Marcus interrompe seus alunos, não está satisfeito, diz que existe algo
de errado, que seus alunos estão tocando muito bem, de maneira muito cuidadosa,
formal, mas que esta música precisa ser "suja"; em outras palavras,
que a beleza do tipo de música que estavam tocando reside justamente no
que possui de grosseiro, inacabado, por conta em boa parte de ter nascido
em bordéis e do apelo popular que possui. Esta é a primeira cena em que
Argento estabelece regras pelas quais Prelúdio Para Matar se desenvolverá:
o horror, o que existe de belo nele, é justamente aquilo que há de violento,
de rude, do susto mais vagabundo ao assassinato mais sangrento, e é assim
que devem ser os filmes do gênero segundo professor Dario.
Helga Ulman (Macha
Méril) está prestes a realizar uma apresentação de seus poderes psíquicos
no "Congresso Europeu de Parapsicologia". A dançante dolly
de Argento nos encaminha pelos corredores do local onde as palestras
estão ocorrendo, atravessando a cortina de entrada para o palco onde em
poucos instantes sucederá uma apresentação. Esta cena obtém o trunfo de
unir a beleza da mise en scène de Argento a uma praticidade raramente
presente no seu trabalho, compondo um plano de apresentação e exploração
do ambiente onde se passará a seqüência que inicia a narrativa de Prelúdio
ao mesmo tempo em que serve ao jogo simbólico do diretor. No momento em
que a câmera atravessa a cortina vermelha (o Rosso do título original)
o espectador vê - através do uso da câmera subjetiva, sempre usada à perfeição
por Argento - uma quase que exata reprodução do que poderia muito bem
ser uma sala de cinema ou um teatro de ópera (com poltronas, espectadores
e uma atração), e logo depois um zoom nos aproximará ao palco onde
à frente de gigantescas cortinas vermelhas (novamente o Rosso)
se encontram os professores Giordani (Glauco Mauri) e Bardi (Piero
Mazzinghi) e a conferencista Helga. Argento chama a atenção do
espectador para sua condição participativa nesta cena (nós "entramos"
com a câmera e nos "unimos" ao público presente na palestra)

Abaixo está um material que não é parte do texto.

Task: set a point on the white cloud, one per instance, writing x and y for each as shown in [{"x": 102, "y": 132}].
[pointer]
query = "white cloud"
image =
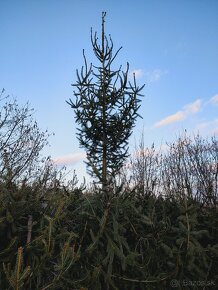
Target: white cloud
[
  {"x": 69, "y": 159},
  {"x": 155, "y": 75},
  {"x": 193, "y": 107},
  {"x": 214, "y": 100},
  {"x": 181, "y": 115},
  {"x": 138, "y": 73}
]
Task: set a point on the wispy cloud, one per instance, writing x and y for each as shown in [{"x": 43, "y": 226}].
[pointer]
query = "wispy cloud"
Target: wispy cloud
[
  {"x": 214, "y": 100},
  {"x": 155, "y": 75},
  {"x": 181, "y": 115},
  {"x": 69, "y": 159},
  {"x": 138, "y": 73}
]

ao mesmo tempo em que parece querer nos mostrar, com o uso bastante consciente
de "vermelhos profundos", que algo importante está para acontecer.
O professor Giordani
falará dos progressos e recentes descobertas sobre paranormalidade e tocará
rapidamente no assunto da comunicação entre insetos (um tema que retorna
em Phenomena) antes de introduzir a sensitiva lituana que reside
a pouco tempo em Roma. É neste momento e não antes que Argento mostra
o que para ele seria a função da câmera e como esta se relaciona com seu
projeto cinematográfico: a médium avisa de imediato que suas capacidades
nada têm a ver com "mágica, o esotérico ou previsão de futuro"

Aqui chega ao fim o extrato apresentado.